Dmitry IvancheskulLife
"Nuclear winter" could bring humanity to the brink of extinction

Against the backdrop of incessant nuclear threats made by the hotheads of the aggressor country Russia against the Western countries that support Ukraine, scientists are trying to understand whether humanity has a chance to survive in the event of a real escalation. And while some are studying where to hide from a powerful explosion, others are trying to calculate which countries will have the best chance of surviving a "nuclear winter".

The scientific journal Risk Analysis has published a study by scientists who have identified five countries that are most likely to survive the consequences of a nuclear disaster. "According to the scientists, nuclear winter can start not only after a large-scale nuclear war, but also as a result of a supervolcano eruption or an asteroid impact.
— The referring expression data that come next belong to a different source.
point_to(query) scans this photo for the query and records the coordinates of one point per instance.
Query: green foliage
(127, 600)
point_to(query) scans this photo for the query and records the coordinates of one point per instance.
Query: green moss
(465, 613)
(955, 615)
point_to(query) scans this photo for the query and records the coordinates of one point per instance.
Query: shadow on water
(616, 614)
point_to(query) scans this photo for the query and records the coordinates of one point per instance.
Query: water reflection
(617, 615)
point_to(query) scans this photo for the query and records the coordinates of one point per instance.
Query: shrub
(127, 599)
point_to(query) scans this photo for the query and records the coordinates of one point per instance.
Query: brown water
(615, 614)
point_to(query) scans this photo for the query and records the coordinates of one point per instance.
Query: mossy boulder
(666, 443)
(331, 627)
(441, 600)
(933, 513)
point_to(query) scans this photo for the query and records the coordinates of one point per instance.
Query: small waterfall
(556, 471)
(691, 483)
A "nuclear winter" is a prolonged and severe global climate cooling, with widespread firestorms that would block direct sunlight, which could lead to widespread crop failure and famine.
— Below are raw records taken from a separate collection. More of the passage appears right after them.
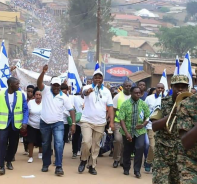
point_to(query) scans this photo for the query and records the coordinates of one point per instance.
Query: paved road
(106, 174)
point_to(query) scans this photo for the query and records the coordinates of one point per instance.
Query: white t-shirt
(34, 113)
(11, 100)
(53, 106)
(151, 102)
(78, 103)
(66, 113)
(94, 111)
(115, 99)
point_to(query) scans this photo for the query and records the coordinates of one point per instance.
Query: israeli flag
(18, 64)
(4, 67)
(97, 67)
(186, 69)
(176, 71)
(85, 80)
(164, 81)
(73, 75)
(43, 53)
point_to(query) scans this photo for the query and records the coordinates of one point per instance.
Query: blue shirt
(144, 96)
(11, 114)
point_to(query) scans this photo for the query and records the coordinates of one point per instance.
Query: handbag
(77, 118)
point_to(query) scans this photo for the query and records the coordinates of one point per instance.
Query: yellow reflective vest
(121, 99)
(17, 111)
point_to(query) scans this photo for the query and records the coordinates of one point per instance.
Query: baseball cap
(56, 80)
(97, 72)
(177, 79)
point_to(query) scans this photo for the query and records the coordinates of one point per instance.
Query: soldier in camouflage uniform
(187, 127)
(165, 170)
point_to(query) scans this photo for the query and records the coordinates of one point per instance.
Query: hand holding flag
(164, 81)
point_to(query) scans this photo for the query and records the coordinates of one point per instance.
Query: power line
(130, 3)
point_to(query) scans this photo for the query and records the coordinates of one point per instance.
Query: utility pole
(98, 30)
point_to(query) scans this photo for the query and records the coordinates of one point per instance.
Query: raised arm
(41, 77)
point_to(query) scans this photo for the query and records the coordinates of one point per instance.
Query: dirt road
(106, 174)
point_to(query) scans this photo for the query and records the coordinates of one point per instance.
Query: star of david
(4, 72)
(42, 51)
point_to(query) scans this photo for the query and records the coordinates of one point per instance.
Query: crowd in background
(58, 62)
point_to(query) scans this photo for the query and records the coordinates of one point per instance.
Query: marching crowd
(138, 122)
(58, 63)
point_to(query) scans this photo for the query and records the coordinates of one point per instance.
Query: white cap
(97, 72)
(56, 80)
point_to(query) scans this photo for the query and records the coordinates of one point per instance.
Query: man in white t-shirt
(151, 101)
(54, 101)
(117, 102)
(97, 99)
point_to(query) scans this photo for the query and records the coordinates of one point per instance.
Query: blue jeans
(47, 130)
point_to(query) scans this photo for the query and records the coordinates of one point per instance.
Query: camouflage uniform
(165, 168)
(187, 159)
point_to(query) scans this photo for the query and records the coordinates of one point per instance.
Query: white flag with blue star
(97, 67)
(186, 68)
(4, 67)
(43, 53)
(73, 75)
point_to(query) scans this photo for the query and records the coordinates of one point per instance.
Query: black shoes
(44, 168)
(59, 171)
(137, 174)
(92, 170)
(9, 166)
(82, 165)
(2, 170)
(74, 156)
(126, 172)
(115, 164)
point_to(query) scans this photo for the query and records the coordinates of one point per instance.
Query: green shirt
(132, 118)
"Some southern hemisphere island nations could survive a major sunspot disaster, such as a 'nuclear winter', and be well placed to help reboot a failing human civilisation," the study says.
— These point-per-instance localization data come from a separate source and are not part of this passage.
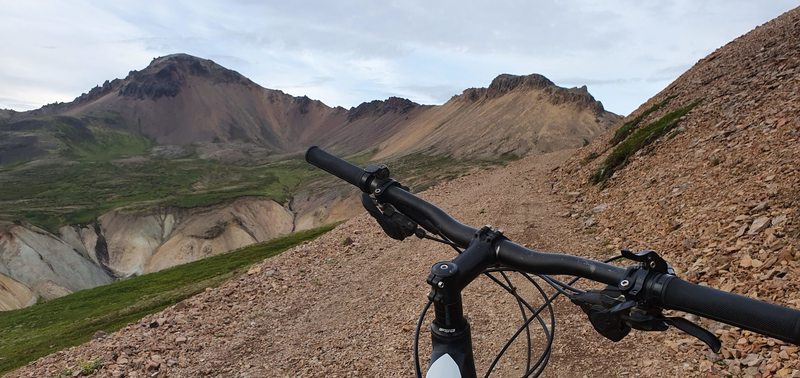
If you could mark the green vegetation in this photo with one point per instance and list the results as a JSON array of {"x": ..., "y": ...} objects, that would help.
[
  {"x": 44, "y": 328},
  {"x": 54, "y": 194},
  {"x": 638, "y": 139},
  {"x": 631, "y": 125},
  {"x": 98, "y": 166}
]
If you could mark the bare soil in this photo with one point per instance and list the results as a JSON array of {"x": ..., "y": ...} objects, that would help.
[{"x": 346, "y": 304}]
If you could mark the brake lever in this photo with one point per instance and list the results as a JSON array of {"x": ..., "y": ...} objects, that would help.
[
  {"x": 697, "y": 331},
  {"x": 394, "y": 223},
  {"x": 613, "y": 316}
]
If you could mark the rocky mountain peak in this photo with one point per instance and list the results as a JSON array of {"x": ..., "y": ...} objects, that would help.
[
  {"x": 506, "y": 83},
  {"x": 166, "y": 75},
  {"x": 380, "y": 107}
]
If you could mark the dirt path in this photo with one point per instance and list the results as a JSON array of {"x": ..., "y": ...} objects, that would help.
[{"x": 346, "y": 304}]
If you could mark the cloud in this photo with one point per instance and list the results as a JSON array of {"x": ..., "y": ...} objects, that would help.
[{"x": 347, "y": 52}]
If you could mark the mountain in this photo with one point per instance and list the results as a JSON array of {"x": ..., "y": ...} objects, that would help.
[
  {"x": 183, "y": 100},
  {"x": 186, "y": 159},
  {"x": 705, "y": 172},
  {"x": 717, "y": 188}
]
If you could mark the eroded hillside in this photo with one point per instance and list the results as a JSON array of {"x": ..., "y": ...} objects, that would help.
[{"x": 718, "y": 191}]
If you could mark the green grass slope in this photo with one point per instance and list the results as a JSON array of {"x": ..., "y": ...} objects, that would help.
[{"x": 47, "y": 327}]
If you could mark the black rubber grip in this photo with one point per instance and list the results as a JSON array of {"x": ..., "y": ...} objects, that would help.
[
  {"x": 768, "y": 319},
  {"x": 337, "y": 167}
]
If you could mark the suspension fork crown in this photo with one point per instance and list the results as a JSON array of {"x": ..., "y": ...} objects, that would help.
[{"x": 450, "y": 330}]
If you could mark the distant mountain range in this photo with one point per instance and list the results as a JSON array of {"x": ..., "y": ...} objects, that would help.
[
  {"x": 183, "y": 100},
  {"x": 186, "y": 159}
]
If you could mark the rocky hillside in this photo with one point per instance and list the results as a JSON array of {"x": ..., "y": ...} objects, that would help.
[
  {"x": 705, "y": 172},
  {"x": 144, "y": 172},
  {"x": 515, "y": 115},
  {"x": 183, "y": 100},
  {"x": 718, "y": 191}
]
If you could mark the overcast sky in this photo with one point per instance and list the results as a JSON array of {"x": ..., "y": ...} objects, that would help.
[{"x": 347, "y": 52}]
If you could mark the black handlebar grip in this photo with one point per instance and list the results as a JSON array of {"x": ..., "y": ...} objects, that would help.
[
  {"x": 765, "y": 318},
  {"x": 337, "y": 167}
]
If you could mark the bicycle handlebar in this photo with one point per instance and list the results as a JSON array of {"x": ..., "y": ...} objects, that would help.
[
  {"x": 768, "y": 319},
  {"x": 780, "y": 322}
]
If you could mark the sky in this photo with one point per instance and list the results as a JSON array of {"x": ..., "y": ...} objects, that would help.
[{"x": 348, "y": 52}]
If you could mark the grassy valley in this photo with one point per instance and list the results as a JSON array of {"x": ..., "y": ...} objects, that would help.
[{"x": 32, "y": 332}]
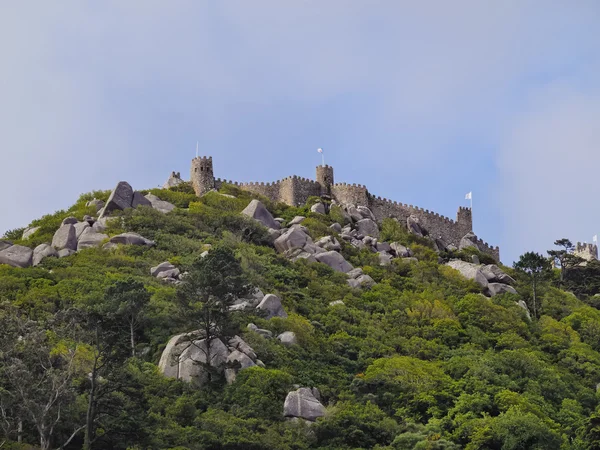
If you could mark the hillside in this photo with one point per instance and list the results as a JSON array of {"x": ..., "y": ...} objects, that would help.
[{"x": 325, "y": 330}]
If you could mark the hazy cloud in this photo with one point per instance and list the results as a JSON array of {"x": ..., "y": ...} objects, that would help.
[{"x": 420, "y": 101}]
According to the scientists, Australia, New Zealand, Iceland, Solomon Islands and Vanuatu appear to be the most resilient to a sharp decrease in sunlight that could be caused by the effects of a global catastrophe.

The researchers write that even in the most pessimistic scenario, there are likely to be small groups of people across the planet who will survive.

"Moreover, those living in the most resilient countries will have the best chance of avoiding pre-industrial collapse," the scientists note.

However, there are risks for them as well, as civilisation in these countries may not survive, given possible problems with energy supply, lack of trade with other countries and production of their own components necessary for survival. Therefore, they should prepare for the possibility of a worst-case scenario.

"Islands such as New Zealand are often highly dependent on imports of refined liquid fuels, may lack energy self-sufficiency, and are prone to disruptions and shortages of critical goods," explained one of the study's authors, Professor Nick Wilson of the University of Otago in Wellington, New Zealand.

He also noted that the island nation may face problems due to a shortage of spare parts for the agricultural and food machinery it currently imports.

In their study, they put 38 island countries through a "nuclear winter" to see how they would cope with the supply of calorific food. The study showed that some countries would be able to provide themselves with enough food, while others would simply not be able to cope due to the "collapse of industry and social functioning".

Countries that will survive the ''nuclear winter''.

Among the countries that have managed are New Zealand, Australia, Iceland, Solomon Islands and Vanuatu.

"Australia's food buffer is gigantic - with the potential to feed many tens of millions of additional people," the study authors noted.

"But it is not plug-and-play. A significant amount of strategic planning is required, and over a long period of time, but this planning will have benefits in dealing with a wide range of extreme risks," said Dr Matt Boyd of Adapt Research, who also worked on the study.

Boyd added that so far, there is no public knowledge of any plan developed by a country that could help save humanity in the event of a global catastrophe.

They also warn that many countries would be in a precarious position during such a catastrophe. For example, China, Russia and the United States could see a drop in food production of up to 97% according to the "nuclear winter" model and will be forced to rely on new food production technologies.

As reported by OBOZREVATEL, at the end of January 2023, the US Bulletin of the Atomic Scientists announced the resetting of the Doomsday Clock. It now shows 90 seconds to nuclear midnight.